The subsidiary of Hang Seng Bank will take over the role from State Street Global Advisors Asia, which has managed the fund for more than 20 years.
The transition to the new manager is expected to be completed in the third quarter this year, subject to regulatory approvals, the fund said in a filing yesterday.
Hang Seng Investment Management (HSVM) will lower the effective management fee of TraHK to 0.022 percent per annum in the first three years, equivalent to a 31 percent reduction compared with TraHK's management fee schedule, the fund said.
HSVM will further reduce the effective management fee to 0.019 percent a year from the fourth year onwards, which represents about a 40 percent reduction.
In a separate statement, the supervisory committee of TraHK said seven exchange-traded fund managers were invited to submit their credentials and proposals and the appointment is taking into account "HSVM's relevant experience, expertise and sizable presence in Hong Kong as well as the latest market developments and TraHK's future development."

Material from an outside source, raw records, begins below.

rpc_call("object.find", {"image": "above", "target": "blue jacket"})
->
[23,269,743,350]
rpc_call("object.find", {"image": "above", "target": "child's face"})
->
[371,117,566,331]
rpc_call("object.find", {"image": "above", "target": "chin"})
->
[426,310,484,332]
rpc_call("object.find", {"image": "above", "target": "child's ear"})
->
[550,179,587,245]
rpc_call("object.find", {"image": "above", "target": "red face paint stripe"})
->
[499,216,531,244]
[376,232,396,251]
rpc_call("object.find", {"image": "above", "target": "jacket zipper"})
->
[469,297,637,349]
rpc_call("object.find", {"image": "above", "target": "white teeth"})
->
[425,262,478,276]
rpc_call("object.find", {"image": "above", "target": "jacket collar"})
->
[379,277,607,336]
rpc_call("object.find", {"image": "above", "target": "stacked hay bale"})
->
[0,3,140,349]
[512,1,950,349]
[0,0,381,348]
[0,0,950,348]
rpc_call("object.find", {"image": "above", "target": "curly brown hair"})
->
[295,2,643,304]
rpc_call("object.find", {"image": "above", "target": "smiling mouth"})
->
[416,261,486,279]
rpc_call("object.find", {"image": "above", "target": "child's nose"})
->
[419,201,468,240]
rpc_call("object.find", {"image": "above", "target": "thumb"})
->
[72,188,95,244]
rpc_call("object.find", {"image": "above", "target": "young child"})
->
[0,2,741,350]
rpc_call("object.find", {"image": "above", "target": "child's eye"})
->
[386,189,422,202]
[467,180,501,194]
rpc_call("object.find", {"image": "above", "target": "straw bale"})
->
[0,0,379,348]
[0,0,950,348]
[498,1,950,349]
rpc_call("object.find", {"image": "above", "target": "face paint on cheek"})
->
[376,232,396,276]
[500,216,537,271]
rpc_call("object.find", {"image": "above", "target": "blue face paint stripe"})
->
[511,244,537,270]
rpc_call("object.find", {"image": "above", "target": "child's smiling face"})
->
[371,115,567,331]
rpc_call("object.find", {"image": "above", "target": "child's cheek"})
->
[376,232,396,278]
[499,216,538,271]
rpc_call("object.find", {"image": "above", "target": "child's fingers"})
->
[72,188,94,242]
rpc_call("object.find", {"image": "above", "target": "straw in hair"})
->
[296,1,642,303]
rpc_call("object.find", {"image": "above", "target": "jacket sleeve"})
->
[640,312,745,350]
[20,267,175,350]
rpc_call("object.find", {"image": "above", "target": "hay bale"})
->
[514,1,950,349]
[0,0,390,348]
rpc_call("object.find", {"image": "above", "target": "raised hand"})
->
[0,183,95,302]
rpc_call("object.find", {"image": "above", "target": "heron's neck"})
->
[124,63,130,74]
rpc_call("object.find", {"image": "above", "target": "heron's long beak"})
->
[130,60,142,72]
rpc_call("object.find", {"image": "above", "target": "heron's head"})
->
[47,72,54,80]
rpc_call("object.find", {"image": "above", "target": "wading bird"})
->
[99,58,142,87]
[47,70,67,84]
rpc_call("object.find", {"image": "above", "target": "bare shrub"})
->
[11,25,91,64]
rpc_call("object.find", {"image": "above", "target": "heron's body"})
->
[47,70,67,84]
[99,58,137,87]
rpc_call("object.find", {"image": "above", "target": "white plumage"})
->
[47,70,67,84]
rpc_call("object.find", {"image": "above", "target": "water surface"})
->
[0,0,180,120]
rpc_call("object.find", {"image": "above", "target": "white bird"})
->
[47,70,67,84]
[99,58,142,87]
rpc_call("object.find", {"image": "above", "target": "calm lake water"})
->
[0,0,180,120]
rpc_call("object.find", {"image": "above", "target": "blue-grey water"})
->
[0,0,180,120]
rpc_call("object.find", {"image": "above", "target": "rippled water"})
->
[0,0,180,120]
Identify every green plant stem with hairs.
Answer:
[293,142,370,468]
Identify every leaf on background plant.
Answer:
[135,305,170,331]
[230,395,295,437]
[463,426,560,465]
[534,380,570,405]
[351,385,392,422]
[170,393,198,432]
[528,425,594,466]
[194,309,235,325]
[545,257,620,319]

State Street, which still remains the custodian of the fund, said it is supportive of the decision and also regards the change in manager to be in the best interests of unit-holders.
With more than HK$100 billion worth of assets under management, TraHK has been the largest and most popular ETF in the city.
The change of manager could date back to a controversy amid the Sino-US tensions last January when SSGA said it would stop making any new investment in US-banned companies following an executive order from former US President Donald Trump, but reversed its decision two days later after it was criticized by Hong Kong's former central bank chief.
SSGA is the Asian unit of Boston-based State Street Corporation.
Later last year, SSGA said US citizens and companies will not be able to trade any units after June 3 in 2022.
The Tracker Fund is designed to track the Hang Seng Index, which includes three firms blacklisted by the US: telecom giants China Mobile (0941) and China Unicom - whose subsidiary is China Unicom (Hong Kong) (0762) - as well as major oil producer CNOOC (0883).
The Tracker Fund was set up in 1999 to dispose of shares acquired by the Hong Kong government in its fight against speculators during the Asian financial crisis.
It is now widely used by institutional investors as a proxy for the Hong Kong stock market or an investment option for the city's Mandatory Provident Fund Scheme.
SSGA's initial decision had attracted scrutiny from the Hong Kong Monetary Authority and was criticized by former HKMA chief Joseph Yam in interviews with local media.
The HKMA said last May that if the supervisory committee of the Tracker Fund decides to change the fund manager, it will carefully evaluate different candidates.
This came after a local media report that the authority has appointed independent third parties to audit the Tracker Fund and is considering whether to change the fund manager.
HSVM and CSOP Asset Management were the two strong candidates for becoming the fund manager of the Tracker Fund, earlier reports said.
HSVM, who started managing index funds in 1995, manages 48 ETFs and retail funds, out of which 17 are index or index-related funds and nine are ETFs.
It is one of Hong Kong's largest asset managers with assets growing at an annualized rate of 17.5 percent and is ranked the second-largest ETF manager locally in terms of total assets.
"It is a privilege for Hang Seng Investment Management to be given the responsibility of managing TraHK, which holds a deep meaning for Hong Kong," said Diana Cesar, executive director and chief executive of Hang Seng Bank.